The compression unit 20 includes a cylinder 21 forming a compression chamber 21a, a piston 22 placed in the compression chamber 21a to be reciprocated, and a cylinder head 23 to draw and discharge the refrigerant. Furthermore, a support part 25 extending outward from an outer surface of a lower portion of the cylinder 21 is provided to support a stator 32 of the drive unit 30, which is described later. An intake chamber 23a and a discharge chamber 23b operated in conjunction with the compression chamber 21a are provided in the cylinder head 23 to draw and discharge the refrigerant as the piston 22 reciprocates, respectively. Furthermore, a valve plate 24, on which an intake valve 24a and a discharge valve 24b to allow the intake chamber 23a and the discharge chamber 23b to be opened and closed, respectively, is provided between the cylinder head 23 and the cylinder 21.

The drive unit 30 includes a linear motor having a first core 31 combined with an outside of the cylinder 21, the stator 32 spaced apart from the first core 31 by a certain distance, and a mover 35 provided between the first core 31 and the stator 32 to interact with an electric field generated by the stator 32.

The mover 35 includes a cylindrical magnet 35a placed to surround the cylinder 21 and a holder part 35b to fasten and support the magnet 35a. The holder part 35b of the mover 35 is placed coaxially with respect to a connection shaft 22a provided on an upper portion of the piston 22 so that the holder part 35b of the mover 35 reciprocates vertically, together with the piston 22.

The first core 31 and the stator 32 are provided inside and outside the magnet 35a, respectively.

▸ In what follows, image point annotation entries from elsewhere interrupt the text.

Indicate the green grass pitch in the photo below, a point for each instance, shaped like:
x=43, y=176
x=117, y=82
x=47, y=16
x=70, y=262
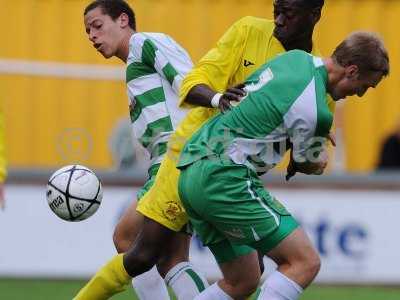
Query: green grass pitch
x=20, y=289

In this case, the first core 31 is provided outside the cylinder 21 to form a cylindrical shape, so that the first core 31 functions to simultaneously guide the reciprocating of the mover 35 and allow a magnetic flux to smoothly flow from the stator 32 through the magnet 35a of the mover 35.

The stator 32 includes a second core 33 formed of electrical steel sheets and a coil 34 to generate a magnetic flux. A lower end of the stator 32 is supported by the support part 25, and an upper end of the stator 32 is supported by a fastening frame 40.

A structure of the stator 32 of the linear compressor according to the present invention is described in more detail with reference to FIG. 2 below.

Referring to FIG. 2, the second core 33 of the stator 32 is formed by overlapping electrical steel sheets in a radial direction. In this case, a side of the second core 33 facing the magnet 35a is opened, and first and second extended parts 33b and 33c are extended inward from upper and lower ends of an opening 33a of the second core 33 to cover upper and lower portions of the opening 33a.

Accordingly, an area of the second core 33 facing the magnet 35a is increased by the first and second extended parts 33b and 33c, thus enabling strokes of the magnet 35a to increase. The first and second extended parts 33b and 33c are provided to be spaced apart from each other to allow a magnetic flux generated by the coil 34 to smoothly flow from the second core 33 to the first core 31 through the magnet 35a.

The coil 34 is wound through a first accommodation part 33d formed inside the first and second extended parts 33b and 33c, and a second accommodation part 33e formed in a space between the first and second extended parts 33b and 33c. In this case, the coil 34 is wound in a shape corresponding to the first accommodation part 33d and the second accommodation part 33e to be maximally wound in the first and second accommodation parts 33d and 33e.

As shown in FIG. 3, in the second core 33, ends of the first and second extended parts 33b and 33c may be inclined to approach each other at outer edges thereof to prevent a magnetic flux from leaking and to allow the magnetic flux to flow to the magnet 35a while the magnetic flux flows through the space between the first and second extended parts 33b and 33c.

In this case, the coil 34 is wound in a shape corresponding to shapes of the first and second extended parts 33b and 33c to allow the coil 34 to be wound in the space between the first and second extended parts 33b and 33c.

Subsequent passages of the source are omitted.